副本写入,是指向副本底层日志写入消息。在 ReplicaManager 类中,实现副本写入的方法叫 appendRecords。放眼整个 Kafka 源码世界,需要副本写入的场景有 4 个。
- 生产者向 Leader 副本写入消息
- Follower 副本拉取消息后写入副本
- 消费者组写入组信息
- 事务管理器写入事务信息(包括事务标记、事务元数据等)
下面直接看ReplicaManager 类中实现副本写入的方法 appendRecords。
def appendRecords(timeout: Long, // 请求处理超时时间
requiredAcks: Short, // 请求acks设置
internalTopicsAllowed: Boolean, // 是否允许写入内部主题
origin: AppendOrigin, // 写入方来源:副本、coordinator、客户端
entriesPerPartition: Map[TopicPartition, MemoryRecords], // 待写入消息
responseCallback: Map[TopicPartition, PartitionResponse] => Unit, // 回调逻辑
delayedProduceLock: Option[Lock] = None, // 专门用来保护消费者组操作线程安全的锁对象,在其他场景中用不到。
recordConversionStatsCallback: Map[TopicPartition, RecordConversionStats] => Unit = _ => () // 消息格式转换操作的回调统计逻辑,主要用于统计消息格式转换操作过程中的一些数据指标
): Unit = {
// requiredAcks合法取值是-1,0,1,否则视为非法
if (isValidRequiredAcks(requiredAcks)) {
val sTime = time.milliseconds
// 调用appendToLocalLog方法写入消息集合到本地日志
val localProduceResults = appendToLocalLog(internalTopicsAllowed = internalTopicsAllowed,
origin, entriesPerPartition, requiredAcks)
debug("Produce to local log in %d ms".format(time.milliseconds - sTime))

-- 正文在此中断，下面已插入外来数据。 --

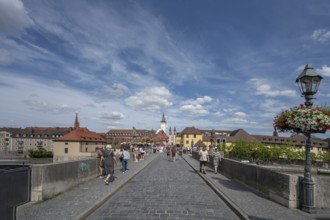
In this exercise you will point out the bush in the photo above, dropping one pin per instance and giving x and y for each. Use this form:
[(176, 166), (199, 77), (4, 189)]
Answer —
[(40, 153)]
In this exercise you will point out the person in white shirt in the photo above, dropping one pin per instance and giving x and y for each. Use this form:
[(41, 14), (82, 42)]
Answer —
[(203, 158), (126, 156)]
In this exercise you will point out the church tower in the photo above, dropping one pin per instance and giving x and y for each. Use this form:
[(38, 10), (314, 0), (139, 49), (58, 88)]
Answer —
[(76, 123), (163, 124)]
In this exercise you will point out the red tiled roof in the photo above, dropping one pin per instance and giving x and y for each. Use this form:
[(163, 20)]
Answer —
[(82, 134), (191, 130)]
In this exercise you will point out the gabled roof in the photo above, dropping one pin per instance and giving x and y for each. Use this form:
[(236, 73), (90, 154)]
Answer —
[(82, 135), (241, 135), (191, 130), (200, 144)]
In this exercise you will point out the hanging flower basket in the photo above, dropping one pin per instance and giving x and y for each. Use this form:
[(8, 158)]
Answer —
[(301, 119)]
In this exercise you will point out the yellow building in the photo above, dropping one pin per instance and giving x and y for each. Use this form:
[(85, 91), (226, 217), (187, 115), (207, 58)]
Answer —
[(78, 144), (190, 136)]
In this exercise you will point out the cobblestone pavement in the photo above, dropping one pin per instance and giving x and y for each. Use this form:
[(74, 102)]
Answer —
[(80, 200), (250, 202), (165, 190)]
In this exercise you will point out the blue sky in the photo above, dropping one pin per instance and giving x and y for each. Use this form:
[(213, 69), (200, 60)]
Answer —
[(119, 63)]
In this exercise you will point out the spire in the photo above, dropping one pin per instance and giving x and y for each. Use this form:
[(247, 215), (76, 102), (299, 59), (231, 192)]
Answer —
[(76, 122), (163, 119)]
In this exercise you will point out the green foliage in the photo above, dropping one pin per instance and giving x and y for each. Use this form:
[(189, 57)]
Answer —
[(40, 153), (254, 152), (222, 148), (325, 157)]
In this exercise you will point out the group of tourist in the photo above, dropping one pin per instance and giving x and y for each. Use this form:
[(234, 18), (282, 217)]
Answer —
[(173, 152), (204, 157), (107, 159)]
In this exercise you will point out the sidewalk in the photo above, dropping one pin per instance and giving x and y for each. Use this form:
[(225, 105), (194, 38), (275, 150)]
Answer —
[(82, 199), (248, 203)]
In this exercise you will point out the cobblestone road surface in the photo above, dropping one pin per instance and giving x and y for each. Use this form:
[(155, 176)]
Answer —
[(165, 190)]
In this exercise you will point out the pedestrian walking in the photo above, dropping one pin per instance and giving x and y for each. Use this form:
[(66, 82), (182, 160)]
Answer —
[(126, 156), (136, 153), (109, 163), (180, 152), (168, 152), (174, 153), (203, 159), (141, 151), (216, 159), (99, 161)]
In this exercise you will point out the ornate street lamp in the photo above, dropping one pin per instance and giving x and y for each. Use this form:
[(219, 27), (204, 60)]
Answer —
[(308, 82)]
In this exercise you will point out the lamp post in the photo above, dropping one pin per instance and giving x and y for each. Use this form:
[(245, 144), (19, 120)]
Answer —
[(308, 82)]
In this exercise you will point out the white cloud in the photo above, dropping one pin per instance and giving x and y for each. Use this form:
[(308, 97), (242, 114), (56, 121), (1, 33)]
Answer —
[(195, 106), (238, 121), (194, 109), (199, 101), (150, 99), (321, 35), (324, 71), (13, 17), (218, 113), (111, 116), (266, 90), (240, 114), (5, 58), (116, 90)]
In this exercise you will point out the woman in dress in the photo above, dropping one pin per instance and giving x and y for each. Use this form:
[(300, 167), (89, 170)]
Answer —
[(216, 160), (109, 163)]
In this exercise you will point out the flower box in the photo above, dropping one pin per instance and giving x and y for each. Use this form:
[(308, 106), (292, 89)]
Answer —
[(301, 119)]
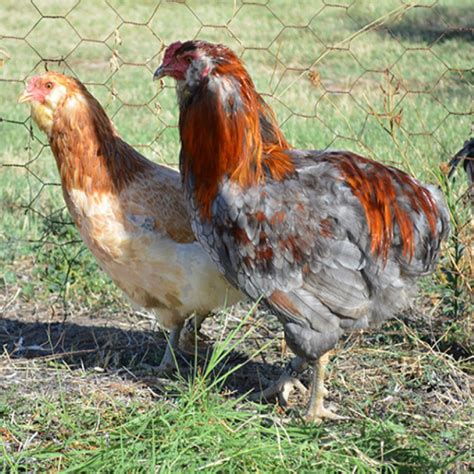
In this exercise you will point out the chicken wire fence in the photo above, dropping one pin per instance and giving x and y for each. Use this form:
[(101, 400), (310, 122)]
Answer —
[(389, 79)]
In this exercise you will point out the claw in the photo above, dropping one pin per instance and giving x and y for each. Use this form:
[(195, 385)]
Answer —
[(282, 389), (320, 414)]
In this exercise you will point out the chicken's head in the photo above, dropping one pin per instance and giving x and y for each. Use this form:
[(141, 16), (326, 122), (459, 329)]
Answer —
[(193, 61), (46, 93)]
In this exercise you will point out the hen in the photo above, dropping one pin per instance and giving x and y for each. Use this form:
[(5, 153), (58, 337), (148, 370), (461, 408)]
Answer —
[(330, 240), (130, 211)]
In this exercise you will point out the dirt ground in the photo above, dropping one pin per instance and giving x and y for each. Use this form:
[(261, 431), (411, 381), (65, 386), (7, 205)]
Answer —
[(117, 352)]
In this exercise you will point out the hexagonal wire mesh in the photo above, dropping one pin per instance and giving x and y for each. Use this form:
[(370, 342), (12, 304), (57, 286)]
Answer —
[(389, 79)]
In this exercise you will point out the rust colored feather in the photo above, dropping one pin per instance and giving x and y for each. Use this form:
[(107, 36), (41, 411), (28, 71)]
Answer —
[(247, 146), (234, 145), (91, 133), (376, 191)]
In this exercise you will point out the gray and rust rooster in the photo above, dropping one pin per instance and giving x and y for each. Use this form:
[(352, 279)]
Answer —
[(330, 241)]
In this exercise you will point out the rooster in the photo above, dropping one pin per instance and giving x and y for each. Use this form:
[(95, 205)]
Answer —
[(129, 211), (329, 240)]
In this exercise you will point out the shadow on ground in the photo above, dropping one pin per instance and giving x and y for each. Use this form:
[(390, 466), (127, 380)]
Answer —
[(133, 353)]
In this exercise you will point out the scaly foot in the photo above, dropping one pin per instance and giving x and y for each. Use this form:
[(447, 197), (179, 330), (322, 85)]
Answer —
[(321, 413)]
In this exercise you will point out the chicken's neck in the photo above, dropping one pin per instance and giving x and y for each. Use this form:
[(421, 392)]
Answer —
[(89, 155), (228, 132)]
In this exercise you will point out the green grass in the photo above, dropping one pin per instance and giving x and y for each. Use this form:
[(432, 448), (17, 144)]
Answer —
[(384, 79)]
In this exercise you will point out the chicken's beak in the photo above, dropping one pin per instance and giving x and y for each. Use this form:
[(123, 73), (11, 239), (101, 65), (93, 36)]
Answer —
[(25, 97), (159, 73)]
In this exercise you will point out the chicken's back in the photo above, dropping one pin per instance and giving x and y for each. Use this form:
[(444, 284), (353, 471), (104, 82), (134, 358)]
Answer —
[(324, 255)]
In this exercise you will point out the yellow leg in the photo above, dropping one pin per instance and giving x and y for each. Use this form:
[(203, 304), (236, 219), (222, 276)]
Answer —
[(316, 410)]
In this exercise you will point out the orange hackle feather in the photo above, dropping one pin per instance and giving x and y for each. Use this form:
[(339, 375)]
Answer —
[(377, 193), (233, 144), (90, 133)]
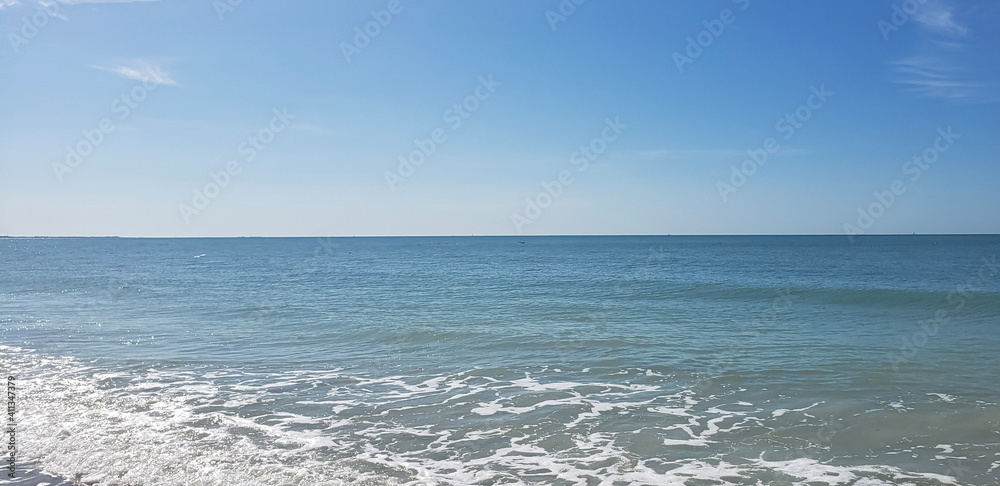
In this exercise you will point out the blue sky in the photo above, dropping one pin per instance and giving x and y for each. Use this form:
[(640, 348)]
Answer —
[(666, 99)]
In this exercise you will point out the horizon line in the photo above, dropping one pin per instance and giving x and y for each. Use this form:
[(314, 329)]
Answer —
[(506, 235)]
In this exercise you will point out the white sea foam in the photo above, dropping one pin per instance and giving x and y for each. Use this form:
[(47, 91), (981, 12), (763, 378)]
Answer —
[(220, 426)]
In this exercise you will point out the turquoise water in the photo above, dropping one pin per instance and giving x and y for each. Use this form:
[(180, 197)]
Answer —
[(482, 360)]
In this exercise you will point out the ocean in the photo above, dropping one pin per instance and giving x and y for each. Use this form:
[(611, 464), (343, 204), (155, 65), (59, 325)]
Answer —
[(679, 360)]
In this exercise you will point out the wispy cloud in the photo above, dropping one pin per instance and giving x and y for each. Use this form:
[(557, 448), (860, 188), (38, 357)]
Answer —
[(938, 67), (141, 70), (937, 16)]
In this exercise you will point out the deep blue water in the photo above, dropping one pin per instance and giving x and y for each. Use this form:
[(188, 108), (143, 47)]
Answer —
[(461, 360)]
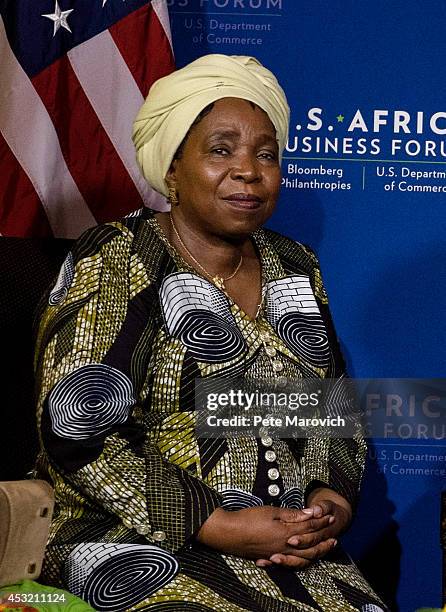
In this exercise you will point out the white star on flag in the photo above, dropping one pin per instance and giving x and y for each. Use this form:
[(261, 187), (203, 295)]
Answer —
[(60, 18)]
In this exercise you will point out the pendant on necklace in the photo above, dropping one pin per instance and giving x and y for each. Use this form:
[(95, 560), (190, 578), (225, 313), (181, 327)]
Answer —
[(219, 282)]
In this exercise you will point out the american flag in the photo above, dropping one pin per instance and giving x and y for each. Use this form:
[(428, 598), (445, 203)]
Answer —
[(73, 74)]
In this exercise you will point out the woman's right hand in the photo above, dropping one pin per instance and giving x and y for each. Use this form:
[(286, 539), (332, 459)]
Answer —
[(260, 532)]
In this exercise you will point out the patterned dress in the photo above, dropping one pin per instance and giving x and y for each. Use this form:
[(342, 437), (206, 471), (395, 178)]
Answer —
[(127, 329)]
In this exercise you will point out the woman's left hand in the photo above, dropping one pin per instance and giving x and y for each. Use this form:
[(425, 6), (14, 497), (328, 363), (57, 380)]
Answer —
[(324, 502)]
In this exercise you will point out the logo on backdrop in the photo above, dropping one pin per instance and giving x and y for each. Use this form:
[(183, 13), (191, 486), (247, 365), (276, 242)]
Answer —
[(407, 151), (226, 24)]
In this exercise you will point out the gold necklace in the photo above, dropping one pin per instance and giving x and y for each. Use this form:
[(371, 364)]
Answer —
[(218, 280)]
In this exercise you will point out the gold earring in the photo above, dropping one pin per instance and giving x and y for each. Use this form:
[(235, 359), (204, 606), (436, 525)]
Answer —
[(173, 197)]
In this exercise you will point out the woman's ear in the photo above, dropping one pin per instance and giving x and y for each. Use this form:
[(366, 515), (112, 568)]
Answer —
[(171, 177)]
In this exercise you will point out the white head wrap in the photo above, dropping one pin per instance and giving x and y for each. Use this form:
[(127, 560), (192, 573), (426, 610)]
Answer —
[(174, 102)]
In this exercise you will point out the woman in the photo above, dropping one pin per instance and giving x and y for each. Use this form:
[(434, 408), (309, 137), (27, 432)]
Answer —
[(149, 516)]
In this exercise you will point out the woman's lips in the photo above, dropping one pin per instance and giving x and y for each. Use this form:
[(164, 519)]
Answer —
[(244, 201)]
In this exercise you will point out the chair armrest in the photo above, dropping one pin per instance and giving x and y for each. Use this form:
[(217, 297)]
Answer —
[(26, 508)]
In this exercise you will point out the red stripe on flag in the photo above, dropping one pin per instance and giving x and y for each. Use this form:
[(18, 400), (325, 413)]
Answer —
[(21, 211), (143, 43), (91, 157)]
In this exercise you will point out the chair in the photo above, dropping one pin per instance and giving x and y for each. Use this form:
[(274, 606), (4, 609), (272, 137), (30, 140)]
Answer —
[(27, 268)]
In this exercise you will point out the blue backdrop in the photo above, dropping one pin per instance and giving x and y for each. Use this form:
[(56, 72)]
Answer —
[(365, 185)]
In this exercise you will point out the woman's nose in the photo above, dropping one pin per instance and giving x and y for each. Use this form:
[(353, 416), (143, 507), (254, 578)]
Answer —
[(246, 168)]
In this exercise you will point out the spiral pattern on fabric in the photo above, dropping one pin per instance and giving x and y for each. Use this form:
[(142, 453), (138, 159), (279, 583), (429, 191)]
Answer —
[(305, 335), (89, 401), (128, 577), (210, 338)]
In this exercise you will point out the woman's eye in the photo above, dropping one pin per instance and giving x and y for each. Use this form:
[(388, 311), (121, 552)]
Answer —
[(268, 155)]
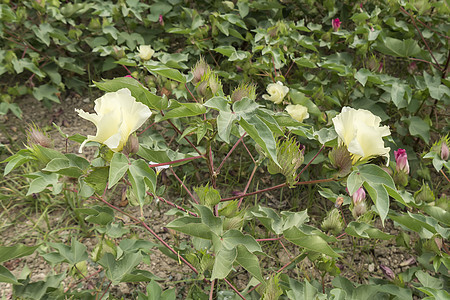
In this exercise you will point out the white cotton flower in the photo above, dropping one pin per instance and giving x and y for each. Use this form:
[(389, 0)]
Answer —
[(145, 52), (360, 131), (297, 112), (118, 115), (277, 92)]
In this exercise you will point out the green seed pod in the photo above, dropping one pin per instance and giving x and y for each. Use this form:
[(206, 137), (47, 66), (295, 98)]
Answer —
[(290, 158)]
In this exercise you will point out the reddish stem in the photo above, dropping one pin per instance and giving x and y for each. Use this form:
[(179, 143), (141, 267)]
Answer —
[(277, 187), (269, 239), (229, 152), (184, 186), (234, 289), (175, 161), (149, 230), (248, 184), (148, 127)]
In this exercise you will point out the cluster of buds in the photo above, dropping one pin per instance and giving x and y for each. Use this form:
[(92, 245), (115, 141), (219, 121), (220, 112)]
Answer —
[(290, 158), (359, 203), (402, 167), (333, 222)]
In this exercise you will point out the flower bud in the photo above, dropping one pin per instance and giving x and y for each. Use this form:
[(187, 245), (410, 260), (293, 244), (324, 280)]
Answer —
[(425, 194), (277, 92), (387, 272), (341, 159), (35, 136), (297, 112), (359, 209), (401, 158), (132, 145), (359, 195), (333, 222), (199, 70), (336, 23), (145, 52), (244, 90), (444, 150)]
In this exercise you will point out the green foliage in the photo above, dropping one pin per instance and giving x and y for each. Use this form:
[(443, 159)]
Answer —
[(204, 81)]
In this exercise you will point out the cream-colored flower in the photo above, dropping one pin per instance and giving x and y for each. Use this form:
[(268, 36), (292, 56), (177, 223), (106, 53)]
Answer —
[(297, 112), (118, 115), (145, 52), (277, 92), (360, 131)]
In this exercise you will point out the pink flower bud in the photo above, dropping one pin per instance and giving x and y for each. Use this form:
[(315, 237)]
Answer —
[(336, 23), (401, 158), (359, 195), (444, 151)]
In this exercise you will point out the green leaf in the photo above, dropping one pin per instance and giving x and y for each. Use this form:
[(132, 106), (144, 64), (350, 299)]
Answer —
[(214, 223), (116, 270), (309, 242), (7, 276), (363, 230), (118, 167), (98, 179), (232, 238), (42, 181), (261, 134), (249, 261), (418, 127), (74, 254), (166, 72), (138, 91), (399, 48), (191, 226), (16, 251), (142, 178), (184, 110), (223, 263)]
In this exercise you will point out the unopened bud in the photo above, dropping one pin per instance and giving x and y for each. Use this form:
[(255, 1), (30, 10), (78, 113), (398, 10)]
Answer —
[(199, 70), (444, 150), (425, 194), (336, 24), (244, 90), (401, 158), (359, 195), (359, 209), (132, 146), (35, 136), (333, 222)]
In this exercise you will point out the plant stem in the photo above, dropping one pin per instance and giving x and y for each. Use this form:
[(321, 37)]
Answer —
[(229, 152), (277, 187), (234, 289), (175, 161), (183, 185), (143, 224)]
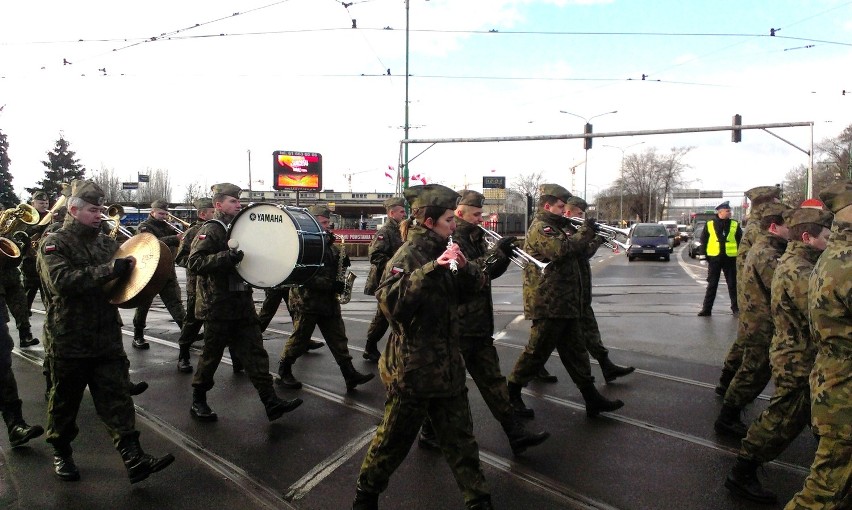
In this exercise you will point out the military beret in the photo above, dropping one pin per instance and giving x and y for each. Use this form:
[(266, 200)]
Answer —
[(393, 202), (802, 215), (837, 196), (470, 197), (226, 188), (763, 193), (431, 194), (554, 190), (88, 191), (320, 210), (577, 202)]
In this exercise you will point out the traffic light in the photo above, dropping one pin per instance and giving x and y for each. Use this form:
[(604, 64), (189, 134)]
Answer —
[(737, 134)]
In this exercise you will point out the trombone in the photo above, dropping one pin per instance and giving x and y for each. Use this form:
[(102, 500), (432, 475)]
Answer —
[(519, 257)]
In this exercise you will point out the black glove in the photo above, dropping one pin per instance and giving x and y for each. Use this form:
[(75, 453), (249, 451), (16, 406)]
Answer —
[(121, 267), (507, 245)]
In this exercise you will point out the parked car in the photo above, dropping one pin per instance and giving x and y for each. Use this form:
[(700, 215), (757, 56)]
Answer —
[(648, 240)]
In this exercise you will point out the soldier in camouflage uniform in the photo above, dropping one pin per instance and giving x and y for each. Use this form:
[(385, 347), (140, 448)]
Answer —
[(760, 197), (224, 302), (476, 316), (315, 304), (83, 337), (829, 484), (156, 224), (384, 245), (554, 301), (422, 366), (754, 371), (791, 355)]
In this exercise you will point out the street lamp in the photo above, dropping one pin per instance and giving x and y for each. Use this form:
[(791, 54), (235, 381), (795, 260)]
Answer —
[(587, 143), (621, 197)]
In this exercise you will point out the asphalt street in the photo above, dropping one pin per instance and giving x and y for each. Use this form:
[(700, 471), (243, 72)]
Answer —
[(658, 452)]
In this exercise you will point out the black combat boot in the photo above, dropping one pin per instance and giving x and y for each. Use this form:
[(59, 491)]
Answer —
[(520, 438), (596, 403), (19, 432), (612, 371), (742, 481), (371, 351), (285, 375), (25, 338), (353, 377), (365, 500), (517, 403), (728, 423), (200, 410), (138, 463)]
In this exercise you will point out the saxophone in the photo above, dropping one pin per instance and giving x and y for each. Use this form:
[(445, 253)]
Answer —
[(344, 275)]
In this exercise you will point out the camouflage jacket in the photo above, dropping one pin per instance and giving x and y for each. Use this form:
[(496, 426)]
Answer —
[(317, 296), (830, 307), (758, 269), (74, 264), (161, 229), (420, 300), (559, 291), (477, 313), (221, 293), (384, 245), (792, 351)]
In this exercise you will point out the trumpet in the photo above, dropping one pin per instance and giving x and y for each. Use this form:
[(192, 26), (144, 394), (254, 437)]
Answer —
[(519, 257)]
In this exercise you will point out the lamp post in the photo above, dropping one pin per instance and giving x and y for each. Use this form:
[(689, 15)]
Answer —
[(621, 196), (587, 143)]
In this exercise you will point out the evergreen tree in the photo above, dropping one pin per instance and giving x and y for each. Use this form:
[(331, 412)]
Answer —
[(7, 192), (61, 167)]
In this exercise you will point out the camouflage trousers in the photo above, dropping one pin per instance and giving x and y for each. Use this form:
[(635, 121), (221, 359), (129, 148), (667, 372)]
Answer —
[(829, 484), (779, 424), (108, 382), (244, 338), (453, 425), (483, 365), (332, 329), (171, 297), (565, 336)]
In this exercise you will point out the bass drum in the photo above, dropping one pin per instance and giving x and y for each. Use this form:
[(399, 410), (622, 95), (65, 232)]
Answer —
[(282, 246)]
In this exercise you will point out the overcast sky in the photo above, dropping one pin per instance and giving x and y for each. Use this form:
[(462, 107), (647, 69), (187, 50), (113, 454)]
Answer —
[(145, 88)]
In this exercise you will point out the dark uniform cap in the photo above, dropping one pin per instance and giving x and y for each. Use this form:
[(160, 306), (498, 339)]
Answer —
[(763, 192), (431, 194), (203, 203), (472, 198), (320, 210), (837, 196), (577, 202), (555, 190), (793, 217), (88, 191), (226, 188)]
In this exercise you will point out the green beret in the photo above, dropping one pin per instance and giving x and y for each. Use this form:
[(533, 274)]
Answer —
[(472, 198), (799, 216), (203, 203), (577, 202), (226, 188), (431, 194), (837, 196), (320, 210), (763, 193), (88, 191), (554, 190)]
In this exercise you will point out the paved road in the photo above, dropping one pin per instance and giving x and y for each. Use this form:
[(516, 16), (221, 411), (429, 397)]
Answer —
[(658, 452)]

val produceStatus = localProduceResults.map { case (topicPartition, result) =>
topicPartition ->
ProducePartitionStatus(
// 设置下一条待写入消息的位移值
result.info.lastOffset + 1, // required offset
// 构建PartitionResponse封装写入结果
new PartitionResponse(result.error, result.info.firstOffset.getOrElse(-1), result.info.logAppendTime,
result.info.logStartOffset, result.info.recordErrors.asJava, result.info.errorMessage)) // response status
}
// 尝试更新消息格式转换的指标数据
recordConversionStatsCallback(localProduceResults.map { case (k, v) => k -> v.info.recordConversionStats })
// 需要等待其他副本完成写入
if (delayedProduceRequestRequired(requiredAcks, entriesPerPartition, localProduceResults)) {
// create delayed produce operation
val produceMetadata = ProduceMetadata(requiredAcks, produceStatus)
// 创建DelayedProduce延时请求对象
val delayedProduce = new DelayedProduce(timeout, produceMetadata, this, responseCallback, delayedProduceLock)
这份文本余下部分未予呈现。